(T-110) PK/PD Modeling of Dexamethasone in Heart and Lung Tissues in an Animal Model of Cytokine Release Syndrome
Tuesday, October 21, 2025
7:00 AM - 1:45 PM MDT
Location: Colorado A
William Jusko – Department of Pharmaceutical Sciences – University at Buffalo; Wensi Wu – Department of Pharmaceutical Sciences – University at Buffalo; Nitheesh Yanamandala – Department of Pharmaceutical Sciences – University at Buffalo
Nitheesh Yanamandala: No financial relationships to disclose
Objectives: Cytokine release syndrome (CRS) is a life-threatening inflammatory condition caused by excessive release of cytokines, commonly triggered by infections such as COVID-19, cancer therapies including chimeric antigen receptor (CAR) T-cell therapy and Immune checkpoint inhibitors (ICI), or autoimmune disorders [1]. Dexamethasone (DEX), a long-acting corticosteroid, is clinically approved to manage CRS, particularly in COVID-19 patients [2]. Previous studies have focused on DEX disposition and anti-inflammatory effects in plasma [3]. Since the elevated proinflammatory mediators such as interleukin-6 (IL-6), tumor necrosis factor-α (TNF-α), and nitric oxide (NO) in tissues may directly contribute to CRS complications such as cardiac inflammation in ICI-therapies and acute respiratory distress syndrome (ARDS) in severe COVID-19, understanding the tissue-specific effects of DEX is essential [4],[5]. This study investigates the pharmacokinetics (PK) and pharmacodynamics (PD) of DEX in heart and lung tissues of lipopolysaccharide (LPS)-challenged rats by quantifying DEX and biomarker concentrations.
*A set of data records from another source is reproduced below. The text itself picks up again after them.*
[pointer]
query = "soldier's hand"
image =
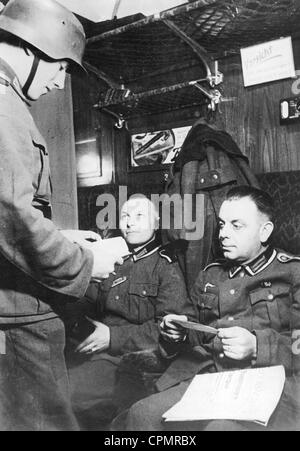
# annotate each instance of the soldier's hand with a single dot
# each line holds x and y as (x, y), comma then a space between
(238, 343)
(81, 237)
(104, 261)
(172, 332)
(98, 341)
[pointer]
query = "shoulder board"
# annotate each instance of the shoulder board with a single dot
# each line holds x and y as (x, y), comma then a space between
(167, 255)
(282, 257)
(213, 265)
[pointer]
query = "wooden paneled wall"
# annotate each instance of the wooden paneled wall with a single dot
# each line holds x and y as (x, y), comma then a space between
(253, 119)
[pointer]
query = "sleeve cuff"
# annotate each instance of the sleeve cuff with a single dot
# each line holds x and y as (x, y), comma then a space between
(264, 357)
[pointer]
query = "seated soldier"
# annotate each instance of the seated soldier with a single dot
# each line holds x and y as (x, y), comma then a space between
(253, 299)
(126, 310)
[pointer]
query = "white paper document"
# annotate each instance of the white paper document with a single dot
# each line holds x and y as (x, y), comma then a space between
(246, 395)
(116, 245)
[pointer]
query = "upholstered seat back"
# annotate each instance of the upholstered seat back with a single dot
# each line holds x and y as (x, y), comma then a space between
(285, 190)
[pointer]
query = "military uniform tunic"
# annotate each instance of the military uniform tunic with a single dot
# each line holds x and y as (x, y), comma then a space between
(262, 297)
(39, 269)
(148, 286)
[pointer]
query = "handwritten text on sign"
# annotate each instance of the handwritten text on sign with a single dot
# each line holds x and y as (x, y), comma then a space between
(268, 62)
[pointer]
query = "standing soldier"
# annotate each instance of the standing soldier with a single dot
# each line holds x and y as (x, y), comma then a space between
(39, 267)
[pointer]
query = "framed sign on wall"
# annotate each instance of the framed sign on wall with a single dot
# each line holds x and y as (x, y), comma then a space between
(156, 149)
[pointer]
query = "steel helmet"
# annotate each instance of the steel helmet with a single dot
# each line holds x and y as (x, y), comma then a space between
(46, 25)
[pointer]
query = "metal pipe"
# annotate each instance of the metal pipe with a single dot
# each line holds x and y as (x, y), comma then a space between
(197, 48)
(188, 7)
(111, 83)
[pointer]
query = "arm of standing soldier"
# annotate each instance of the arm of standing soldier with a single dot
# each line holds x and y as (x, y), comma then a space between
(171, 299)
(28, 240)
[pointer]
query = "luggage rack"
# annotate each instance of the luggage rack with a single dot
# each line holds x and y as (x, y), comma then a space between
(151, 65)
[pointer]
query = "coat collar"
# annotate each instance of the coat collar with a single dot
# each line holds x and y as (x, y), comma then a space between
(257, 265)
(146, 250)
(9, 78)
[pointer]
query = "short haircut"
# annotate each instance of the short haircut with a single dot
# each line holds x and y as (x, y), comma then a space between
(262, 199)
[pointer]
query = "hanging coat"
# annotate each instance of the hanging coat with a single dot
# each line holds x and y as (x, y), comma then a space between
(209, 165)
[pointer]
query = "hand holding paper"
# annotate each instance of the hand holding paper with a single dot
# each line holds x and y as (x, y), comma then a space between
(169, 329)
(238, 343)
(108, 253)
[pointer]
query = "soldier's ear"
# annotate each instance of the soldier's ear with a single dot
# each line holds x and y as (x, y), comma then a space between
(266, 231)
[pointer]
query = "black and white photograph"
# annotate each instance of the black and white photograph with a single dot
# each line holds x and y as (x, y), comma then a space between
(149, 218)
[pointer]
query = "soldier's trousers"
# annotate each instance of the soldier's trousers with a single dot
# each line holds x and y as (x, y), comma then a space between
(93, 383)
(34, 388)
(146, 415)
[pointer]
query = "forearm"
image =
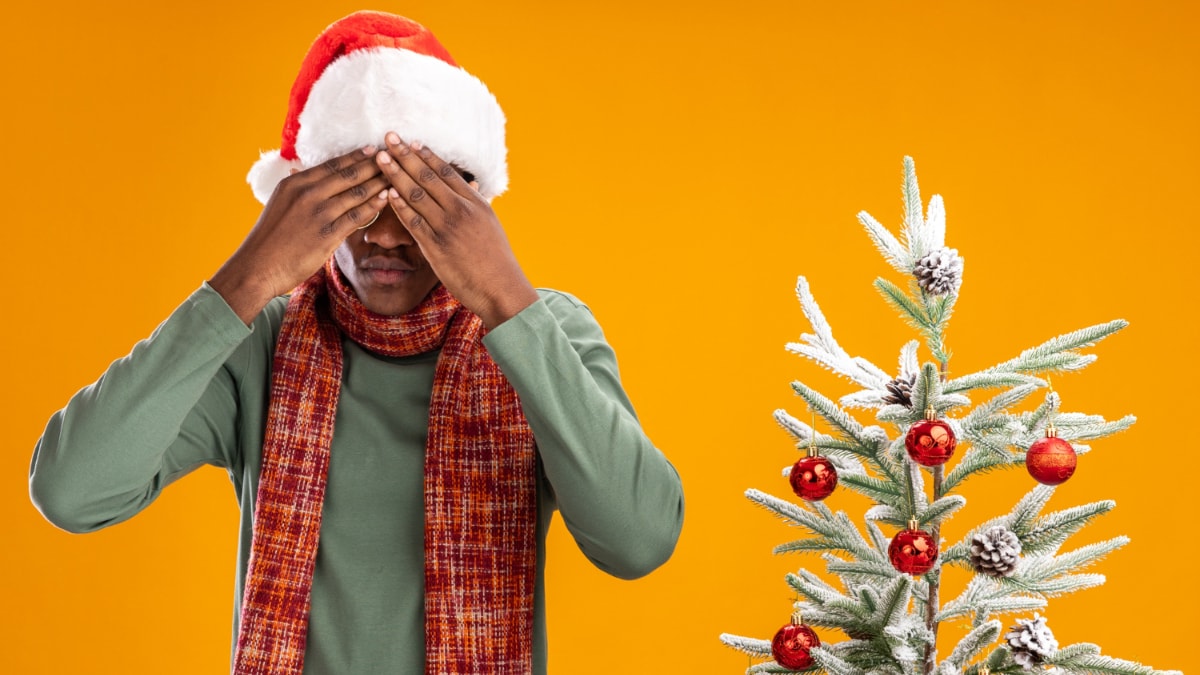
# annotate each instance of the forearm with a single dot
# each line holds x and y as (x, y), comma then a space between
(105, 455)
(618, 495)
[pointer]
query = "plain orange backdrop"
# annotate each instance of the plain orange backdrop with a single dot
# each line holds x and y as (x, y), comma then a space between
(676, 166)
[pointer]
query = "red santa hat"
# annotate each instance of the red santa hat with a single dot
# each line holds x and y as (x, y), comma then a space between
(373, 72)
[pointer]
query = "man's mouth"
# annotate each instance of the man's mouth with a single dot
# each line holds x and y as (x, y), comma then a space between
(387, 270)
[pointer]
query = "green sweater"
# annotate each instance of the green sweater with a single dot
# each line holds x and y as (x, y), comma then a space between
(197, 392)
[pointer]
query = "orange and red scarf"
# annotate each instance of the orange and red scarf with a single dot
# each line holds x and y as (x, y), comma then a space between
(480, 472)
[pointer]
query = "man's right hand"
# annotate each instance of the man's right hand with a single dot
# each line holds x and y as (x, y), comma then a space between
(306, 219)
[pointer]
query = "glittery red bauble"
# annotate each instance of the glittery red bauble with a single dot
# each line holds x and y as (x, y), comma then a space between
(814, 478)
(792, 644)
(912, 551)
(930, 442)
(1050, 460)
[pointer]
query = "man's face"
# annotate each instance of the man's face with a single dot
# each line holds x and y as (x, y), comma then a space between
(385, 267)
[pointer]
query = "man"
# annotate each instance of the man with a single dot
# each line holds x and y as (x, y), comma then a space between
(415, 405)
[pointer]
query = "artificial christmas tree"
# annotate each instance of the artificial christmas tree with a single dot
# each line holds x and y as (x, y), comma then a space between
(888, 607)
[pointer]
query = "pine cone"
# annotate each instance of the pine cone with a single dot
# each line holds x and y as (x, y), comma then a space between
(900, 390)
(995, 551)
(940, 272)
(1031, 641)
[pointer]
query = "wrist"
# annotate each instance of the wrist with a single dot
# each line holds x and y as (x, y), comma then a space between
(245, 293)
(509, 304)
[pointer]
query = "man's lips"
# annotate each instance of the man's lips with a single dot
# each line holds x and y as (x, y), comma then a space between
(387, 264)
(385, 270)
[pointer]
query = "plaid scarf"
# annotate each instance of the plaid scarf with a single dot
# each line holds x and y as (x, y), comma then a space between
(480, 511)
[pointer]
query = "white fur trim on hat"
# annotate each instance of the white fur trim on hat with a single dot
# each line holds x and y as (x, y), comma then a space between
(365, 94)
(268, 172)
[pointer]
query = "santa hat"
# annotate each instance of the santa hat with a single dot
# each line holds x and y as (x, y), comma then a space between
(370, 73)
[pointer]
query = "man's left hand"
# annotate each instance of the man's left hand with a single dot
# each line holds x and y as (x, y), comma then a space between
(456, 230)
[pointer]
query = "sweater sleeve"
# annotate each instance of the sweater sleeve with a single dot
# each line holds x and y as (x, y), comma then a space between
(155, 414)
(619, 497)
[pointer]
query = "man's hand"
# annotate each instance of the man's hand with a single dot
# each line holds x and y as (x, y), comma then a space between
(456, 230)
(307, 216)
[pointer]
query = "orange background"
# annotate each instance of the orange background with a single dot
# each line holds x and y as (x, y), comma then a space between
(676, 166)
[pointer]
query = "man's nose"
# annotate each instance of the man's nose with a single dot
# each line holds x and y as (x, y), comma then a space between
(388, 232)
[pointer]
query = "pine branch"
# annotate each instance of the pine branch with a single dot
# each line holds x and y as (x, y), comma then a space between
(1050, 566)
(913, 228)
(1098, 664)
(864, 572)
(909, 309)
(987, 380)
(1027, 509)
(925, 390)
(1057, 353)
(887, 244)
(892, 515)
(935, 222)
(909, 363)
(820, 544)
(893, 602)
(975, 643)
(833, 414)
(747, 645)
(1056, 586)
(941, 511)
(1050, 531)
(813, 587)
(826, 351)
(996, 405)
(825, 659)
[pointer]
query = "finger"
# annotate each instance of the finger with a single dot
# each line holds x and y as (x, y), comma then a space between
(340, 173)
(430, 173)
(357, 216)
(415, 197)
(417, 225)
(355, 195)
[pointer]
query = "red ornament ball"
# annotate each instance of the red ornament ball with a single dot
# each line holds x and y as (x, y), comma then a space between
(912, 551)
(1050, 460)
(930, 442)
(813, 478)
(792, 644)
This study determines whether tissue biomarker responses provide additional mechanistic PK/PD insights beyond plasma measurements.
Methods: Male Wistar rats received 5 mg/kg LPS intraperitoneally to induce systemic inflammation and mimic CRS. DEX was dosed subcutaneously at 0 (control), 0.005, 0.025, and 0.225 mg/kg. Blood, heart, and lung samples were collected at various time points over 48 hours. DEX concentration in plasma and tissues was quantified via LC-MS, IL-6 and TNF-α via ELISA, and NO via chemical assay. PK/PD model fitting was performed using ADAPT5.
Results: The PK of DEX exhibited biexponential kinetics and showed dose-independent early-phase kinetics, dose-proportional AUC indicating linear systemic clearance, and terminal phase changes with dose suggesting nonlinear distribution. Tissue analysis showed high and nonlinear tissue-to-plasma biomarkers with the AUCs being about 10-fold higher in tissues than plasma. Surprisingly, DEX showed minimal suppression of IL-6, TNF-α, and NO in tissues. Plasma assessments confirmed previous studies demonstrating strong suppression of biomarkers following DEX [3].
Conclusions: The optimal PK model of DEX was a two-compartment model with nonlinear distribution clearance. Nonlinearity in DEX tissue partitioning (Kp) and an extended terminal phase are consistent with known binding of DEX to glucocorticoid receptors. Cytokine and NO measurements in plasma but not tissues confirm efficacy of DEX. These findings provide a foundation for comparative evaluation of other drugs and further translational modeling to optimize dosing strategies for treating CRS in humans [6].
Citations: [1] Shimabukuro-Vornhagen, A., et al., Cytokine release syndrome. J Immunother Cancer, 2018. 6(1): p. 56. [2] Romanou, V., et al., Dexamethasone in the Treatment of COVID-19: Primus Inter Pares? J Pers Med, 2021. 11(6). [3] Świerczek, A. and W.J. Jusko, Pharmacokinetic/Pharmacodynamic Modeling of Dexamethasone Anti-Inflammatory and Immunomodulatory Effects in LPS-Challenged Rats: A Model for Cytokine Release Syndrome. J Pharmacol Exp Ther, 2023. 384(3): p. 455-472. [4] Wu, Y., Y. Xu, and L. Xu, Drug therapy for myocarditis induced by immune checkpoint inhibitors. Front Pharmacol, 2023. 14: p. 1161243. [5] Montazersaheb, S., et al., COVID-19 infection: an overview on cytokine storm and related interventions. Virol J, 2022. 19(1): p. 92. [6] Świerczek, A. and W.J. Jusko, Anti-inflammatory effects of dexamethasone in COVID-19 patients: Translational population PK/PD modeling and simulation. Clin Transl Sci, 2023. 16(9): p. 1667-1679.